HLSL offsetting

Thu Jun 9 17:38:58 CDT 2022

On Thu, Jun 9, 2022 at 9:17 PM Zebediah Figura <zfigura at codeweavers.com> wrote:
>
> On 6/9/22 04:04, Matteo Bruni wrote:
> >> The ugliness that we've run into is: how do we emit IR for the following
> >> variable load?
> >>
> >>       struct apple
> >>       {
> >>           int a;
> >>           struct
> >>           {
> >>               Texture2D b;
> >>               int c;
> >>           } s;
> >>       } a;
> >>
> >>       /* in some expression */
> >>       func(a.s);
> >>
> >> Unlike the SM1 example above, the register numbers don't match up.
> >> Separately, it's kind of ugly that backend-specific details regarding
> >> register size and alignment are leaking into the frontend so much.
> >
> > I think most of that can be hidden or contained with some proper
> > abstraction. And generous handwaving.
> > But basically, that probably could be represented in the IR as copying
> > around individual fields of the structure separately, rather than a
> > single "struct deref". Clearly it can become more complex depending on
> > the type of the variable but I think it should be doable.
>
> Yeah, it could. Like I said it's not prohibitive. I'm just not sure it's
> the best option at this point.
>
> It's worth pointing out that, at parse time, we want and need for load
> instructions (and therefore probably also store instructions) to have
> larger-than-vector types—that is, load instructions can produce structs,
> and store instructions can consume them. But we don't want that for
> SMxIR, and I believe we don't want that for the "final form" of HLSL IR
> either. That's the way the code is currently arranged and I see no
> reason not to keep it that way.

Right, and agreed, but that's currently taken care of by
split_struct_copies() and I don't think that's a (large) problem for
the register offset approach.

> >> Similarly, the amount of code that has to deal with matrix majority is
> >> unfortunate.
> >
> > That personally seems more annoying. Although it's not clear to me
> > that handling matrix majority at a later stage is necessarily any
> > better.
>
> The main idea is that we could handle it something closer to once (well,
> once per backend), at HLSL -> SMx translation.
>
> That doesn't necessarily mean requiring that all matrix loads and stores
> are done on a single scalar—after all, we could translate a single
> vector load to multiple MOV instructions if it can't actually be
> represented by one.
>
> It does potentially mean doing vectorization passes on SMxIR, though.
> Hard to tell this far in advance, and it's also hard to tell if that's
> something we're going to need anyway.

Yeah, that's the sort of possible snag that I was thinking about WRT
moving the matrix majority handling "down".

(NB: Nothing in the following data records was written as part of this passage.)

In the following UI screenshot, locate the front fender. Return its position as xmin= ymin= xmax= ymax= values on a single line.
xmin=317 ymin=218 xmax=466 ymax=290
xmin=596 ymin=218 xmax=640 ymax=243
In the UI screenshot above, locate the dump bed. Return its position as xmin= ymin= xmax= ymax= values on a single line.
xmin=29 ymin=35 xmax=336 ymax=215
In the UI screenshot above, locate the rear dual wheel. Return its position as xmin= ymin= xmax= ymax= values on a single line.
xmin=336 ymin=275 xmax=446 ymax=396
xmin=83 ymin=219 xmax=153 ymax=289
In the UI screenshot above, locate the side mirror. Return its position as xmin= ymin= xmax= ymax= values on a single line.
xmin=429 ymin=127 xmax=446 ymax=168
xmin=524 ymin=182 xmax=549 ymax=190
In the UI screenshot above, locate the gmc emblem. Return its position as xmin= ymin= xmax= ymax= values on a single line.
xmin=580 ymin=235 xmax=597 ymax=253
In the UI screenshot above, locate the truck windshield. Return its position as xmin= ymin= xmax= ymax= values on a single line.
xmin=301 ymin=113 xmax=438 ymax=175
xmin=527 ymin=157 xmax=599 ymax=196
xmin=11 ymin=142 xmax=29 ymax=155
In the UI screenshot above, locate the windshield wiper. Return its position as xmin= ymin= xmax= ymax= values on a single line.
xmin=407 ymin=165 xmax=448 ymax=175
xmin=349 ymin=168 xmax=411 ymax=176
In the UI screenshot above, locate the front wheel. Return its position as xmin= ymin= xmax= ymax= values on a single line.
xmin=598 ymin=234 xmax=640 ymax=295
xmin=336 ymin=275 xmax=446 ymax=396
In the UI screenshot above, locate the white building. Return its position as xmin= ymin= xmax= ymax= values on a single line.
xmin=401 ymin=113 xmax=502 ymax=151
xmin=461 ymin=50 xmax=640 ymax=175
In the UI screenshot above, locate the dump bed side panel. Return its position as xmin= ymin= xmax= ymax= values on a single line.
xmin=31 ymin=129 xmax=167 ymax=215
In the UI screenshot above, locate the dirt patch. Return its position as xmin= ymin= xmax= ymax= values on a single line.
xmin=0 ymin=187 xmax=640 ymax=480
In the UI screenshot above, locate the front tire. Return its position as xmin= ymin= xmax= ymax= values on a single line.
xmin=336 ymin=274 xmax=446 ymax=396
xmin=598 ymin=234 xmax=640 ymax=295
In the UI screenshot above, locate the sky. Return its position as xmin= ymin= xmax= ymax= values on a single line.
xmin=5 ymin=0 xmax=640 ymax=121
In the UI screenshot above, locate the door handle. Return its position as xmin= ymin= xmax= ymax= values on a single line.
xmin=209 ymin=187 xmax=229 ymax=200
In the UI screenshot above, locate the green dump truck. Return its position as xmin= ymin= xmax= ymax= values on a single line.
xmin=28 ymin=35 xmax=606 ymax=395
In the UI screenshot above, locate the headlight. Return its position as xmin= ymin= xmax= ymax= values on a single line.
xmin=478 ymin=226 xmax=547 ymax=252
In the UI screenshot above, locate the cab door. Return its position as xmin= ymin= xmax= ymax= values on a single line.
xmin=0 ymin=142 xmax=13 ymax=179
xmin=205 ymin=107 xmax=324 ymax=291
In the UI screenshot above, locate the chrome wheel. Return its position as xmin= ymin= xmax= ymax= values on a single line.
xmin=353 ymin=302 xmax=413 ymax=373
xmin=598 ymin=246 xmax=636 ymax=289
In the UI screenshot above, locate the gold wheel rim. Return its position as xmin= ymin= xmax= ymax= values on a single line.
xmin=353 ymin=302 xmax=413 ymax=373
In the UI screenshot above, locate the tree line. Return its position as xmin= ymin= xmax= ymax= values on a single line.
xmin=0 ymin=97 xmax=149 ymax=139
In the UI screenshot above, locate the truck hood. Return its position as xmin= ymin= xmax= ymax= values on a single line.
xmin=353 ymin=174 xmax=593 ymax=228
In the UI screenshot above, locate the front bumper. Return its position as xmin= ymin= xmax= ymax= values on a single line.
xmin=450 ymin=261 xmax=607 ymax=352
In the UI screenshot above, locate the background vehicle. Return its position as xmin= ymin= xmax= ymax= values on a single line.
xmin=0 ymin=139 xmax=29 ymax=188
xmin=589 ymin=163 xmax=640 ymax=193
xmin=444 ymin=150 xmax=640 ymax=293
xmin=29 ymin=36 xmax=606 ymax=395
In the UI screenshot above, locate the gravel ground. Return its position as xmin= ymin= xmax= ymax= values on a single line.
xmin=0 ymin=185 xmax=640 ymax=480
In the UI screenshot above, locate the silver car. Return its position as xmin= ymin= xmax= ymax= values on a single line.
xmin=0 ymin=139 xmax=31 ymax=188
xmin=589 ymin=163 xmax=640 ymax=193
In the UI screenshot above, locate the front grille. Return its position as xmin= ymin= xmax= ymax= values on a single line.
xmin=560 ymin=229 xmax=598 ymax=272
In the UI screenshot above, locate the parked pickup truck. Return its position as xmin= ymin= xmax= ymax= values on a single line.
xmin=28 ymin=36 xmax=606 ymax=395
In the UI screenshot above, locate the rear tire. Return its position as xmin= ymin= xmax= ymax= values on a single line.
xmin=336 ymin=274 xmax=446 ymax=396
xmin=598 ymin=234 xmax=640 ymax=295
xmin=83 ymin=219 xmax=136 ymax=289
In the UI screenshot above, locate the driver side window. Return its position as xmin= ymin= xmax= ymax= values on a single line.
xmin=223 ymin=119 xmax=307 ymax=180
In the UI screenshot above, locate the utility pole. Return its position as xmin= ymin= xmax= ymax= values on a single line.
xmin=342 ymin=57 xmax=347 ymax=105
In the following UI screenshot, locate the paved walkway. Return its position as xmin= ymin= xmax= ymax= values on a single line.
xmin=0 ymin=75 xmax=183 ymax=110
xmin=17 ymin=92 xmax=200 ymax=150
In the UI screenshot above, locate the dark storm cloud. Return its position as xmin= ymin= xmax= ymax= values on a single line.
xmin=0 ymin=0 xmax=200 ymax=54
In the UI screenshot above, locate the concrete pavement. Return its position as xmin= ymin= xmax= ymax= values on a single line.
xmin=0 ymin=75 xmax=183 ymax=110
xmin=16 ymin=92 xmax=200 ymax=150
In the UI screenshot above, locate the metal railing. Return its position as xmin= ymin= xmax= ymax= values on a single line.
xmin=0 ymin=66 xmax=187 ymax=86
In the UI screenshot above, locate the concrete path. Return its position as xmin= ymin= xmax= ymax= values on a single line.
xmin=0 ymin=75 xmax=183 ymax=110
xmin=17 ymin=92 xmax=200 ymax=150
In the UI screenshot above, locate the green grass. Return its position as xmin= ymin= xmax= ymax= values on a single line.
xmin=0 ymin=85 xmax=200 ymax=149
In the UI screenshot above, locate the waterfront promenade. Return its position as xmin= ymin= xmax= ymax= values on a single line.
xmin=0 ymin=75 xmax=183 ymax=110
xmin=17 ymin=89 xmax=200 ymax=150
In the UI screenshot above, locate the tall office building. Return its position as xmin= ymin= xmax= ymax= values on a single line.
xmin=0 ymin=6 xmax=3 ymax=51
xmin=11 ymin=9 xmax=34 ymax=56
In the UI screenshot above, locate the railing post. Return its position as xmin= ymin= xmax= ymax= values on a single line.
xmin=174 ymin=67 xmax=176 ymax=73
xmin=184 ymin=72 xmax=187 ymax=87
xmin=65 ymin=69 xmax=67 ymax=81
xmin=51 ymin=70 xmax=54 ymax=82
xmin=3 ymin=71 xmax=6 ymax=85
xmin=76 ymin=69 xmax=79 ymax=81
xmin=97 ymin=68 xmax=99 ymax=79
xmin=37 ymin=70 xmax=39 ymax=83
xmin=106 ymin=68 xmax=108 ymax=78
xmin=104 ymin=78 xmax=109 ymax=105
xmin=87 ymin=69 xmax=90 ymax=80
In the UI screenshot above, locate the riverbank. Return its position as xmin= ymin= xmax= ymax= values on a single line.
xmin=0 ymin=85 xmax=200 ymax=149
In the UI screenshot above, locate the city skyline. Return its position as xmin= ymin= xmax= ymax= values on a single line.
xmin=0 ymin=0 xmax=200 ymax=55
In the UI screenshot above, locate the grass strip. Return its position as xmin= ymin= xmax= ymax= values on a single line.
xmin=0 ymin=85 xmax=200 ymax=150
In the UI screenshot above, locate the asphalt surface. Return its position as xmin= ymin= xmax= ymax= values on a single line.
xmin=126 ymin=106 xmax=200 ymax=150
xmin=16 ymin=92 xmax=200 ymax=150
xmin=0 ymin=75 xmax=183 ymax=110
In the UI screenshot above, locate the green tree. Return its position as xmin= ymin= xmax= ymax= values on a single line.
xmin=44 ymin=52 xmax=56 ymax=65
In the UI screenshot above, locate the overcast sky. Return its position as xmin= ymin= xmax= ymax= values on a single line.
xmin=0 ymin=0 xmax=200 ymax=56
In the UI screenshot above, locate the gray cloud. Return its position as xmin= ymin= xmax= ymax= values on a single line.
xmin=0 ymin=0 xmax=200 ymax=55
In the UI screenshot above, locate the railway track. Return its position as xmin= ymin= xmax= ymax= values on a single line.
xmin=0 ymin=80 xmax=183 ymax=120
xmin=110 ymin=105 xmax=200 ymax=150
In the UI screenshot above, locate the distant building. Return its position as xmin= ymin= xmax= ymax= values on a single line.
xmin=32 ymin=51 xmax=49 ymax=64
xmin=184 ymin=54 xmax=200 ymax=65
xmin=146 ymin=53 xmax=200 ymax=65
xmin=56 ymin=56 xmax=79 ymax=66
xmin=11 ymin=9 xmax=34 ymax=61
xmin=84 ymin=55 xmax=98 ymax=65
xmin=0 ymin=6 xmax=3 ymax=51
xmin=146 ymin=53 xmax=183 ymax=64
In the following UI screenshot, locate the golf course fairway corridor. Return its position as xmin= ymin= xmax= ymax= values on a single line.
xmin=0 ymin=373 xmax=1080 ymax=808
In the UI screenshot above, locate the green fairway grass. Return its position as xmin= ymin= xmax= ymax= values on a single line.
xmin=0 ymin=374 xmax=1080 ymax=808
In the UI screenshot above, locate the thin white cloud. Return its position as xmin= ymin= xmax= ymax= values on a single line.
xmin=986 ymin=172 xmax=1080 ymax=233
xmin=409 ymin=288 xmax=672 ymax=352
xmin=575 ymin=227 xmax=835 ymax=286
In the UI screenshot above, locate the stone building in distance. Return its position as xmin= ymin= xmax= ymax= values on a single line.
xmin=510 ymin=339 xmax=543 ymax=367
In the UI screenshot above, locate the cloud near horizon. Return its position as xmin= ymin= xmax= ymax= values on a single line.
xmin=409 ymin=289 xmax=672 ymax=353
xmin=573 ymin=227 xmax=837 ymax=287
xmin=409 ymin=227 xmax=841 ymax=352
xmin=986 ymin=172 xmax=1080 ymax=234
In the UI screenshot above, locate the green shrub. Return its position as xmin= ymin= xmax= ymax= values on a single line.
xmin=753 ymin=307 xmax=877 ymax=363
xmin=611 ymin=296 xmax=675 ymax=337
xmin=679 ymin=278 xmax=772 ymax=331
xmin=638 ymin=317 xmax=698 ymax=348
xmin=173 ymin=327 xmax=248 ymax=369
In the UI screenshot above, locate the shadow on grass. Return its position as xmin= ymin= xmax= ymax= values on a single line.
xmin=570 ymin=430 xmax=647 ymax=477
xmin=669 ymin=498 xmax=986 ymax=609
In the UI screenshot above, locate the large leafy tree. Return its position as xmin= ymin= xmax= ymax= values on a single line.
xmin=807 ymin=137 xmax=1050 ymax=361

> >> The former problem can potentially be solved by embedding multiple
> >> register offsets into hlsl_deref (one per register type). Neither this
> >> nor the latter problem are prohibitive, and I was at one point in favour
> >> of continuing to use register offsets everywhere, but at this point my
> >> feeling has changed, and I think using register offsets is looking more
> >> ugly than the alternatives. I get the impression that Francisco
> >> disagrees, though, which is why we should probably hash this out now.
> >
> > As I mention below, I currently see two options as the most appealing.
> > This one (multiple register offsets) sits somewhat in the middle and
> > it feels like it would be best to go to one of the extremes instead.
> > It's also possible that this middle ground solution would end up being
> > nicer in practice. At any rate, I certainly wouldn't flat out discount
> > it.
> >
> >> Nor do I think we should use both register offsets and component offsets
> >> (either in the same node type, or in different node types). That just
> >> makes the IR way more complicated. Rather, I think we should be doing
> >> everything in *just* component offsets until translation from HLSL IR to
> >> SMx IR.
> >
> > I touched on this earlier and I agree that the additional complexity
> > is unlikely to be worth it. Admittedly we're in a limbo right now
> > where SMxIR isn't quite there yet, which makes reasoning on some of
> > these details a bit fuzzy.
> >
> >> In order to deal with the problem of translating dynamic offsets from
> >> components to registers, I see three options:
> >>
> >> (a) emit code at runtime, or do some sophisticated lowering,
> >>
> >> (b) use special offsetof and sizeof nodes,
> >>
> >> (c) introduce a structured deref type, much like [1]. Francisco was
> >> actually proposing something like this, although with an array instead
> >> of a recursive structure, which strikes me as an improvement.
> >>
> >> My guess is that (a) is very hard. I haven't really tried to reason it
> >> out, though.
> >>
> >> Given a choice between (b) and (c), I'm more inclined to pick (c). It
> >> makes the IR structure more restrictive, and those restrictions
> >> fundamentally match the structured nature of the language we're working
> >> with, both things I tend to like.
> >
> > After giving it some thought I think that's certainly fine *for the
> > higher level IR*. At the same time it seems to me that, if we go that
> > route, eventually we also want to have real SMxIR with register
> > offsets, and make sure that we can optimize constant offsets (thus
> > expressions) at that level.
> >
> > As I see it (as of current time and date, can't guarantee that I won't
> > change my mind again...) we either push the backend-specific info up
> > (register offsets all the way) or down (component offsets with
> > structured deref / type info in the generic IR, transformation into
> > register offsets in the SMxIR). I think either option works and it's
> > mostly a matter of preference and which one fits / feels better with
> > the rest of the compiler.
>
> Yeah, that general approach makes sense to me. And yes, of course the
> SMxIR should deal entirely in register offsets.
>
> My current vision of SMxIR is that it should be a one-to-one
> representation of actual instructions, writable without any lowering
> passes (and hence any passes that are done on it should be optimization
> only, with the *possible* exception of RA.) In a sense, it's what we
> have already with sm4_instruction and such, except that we'd be storing
> it and doing passes on it rather than just writing it directly.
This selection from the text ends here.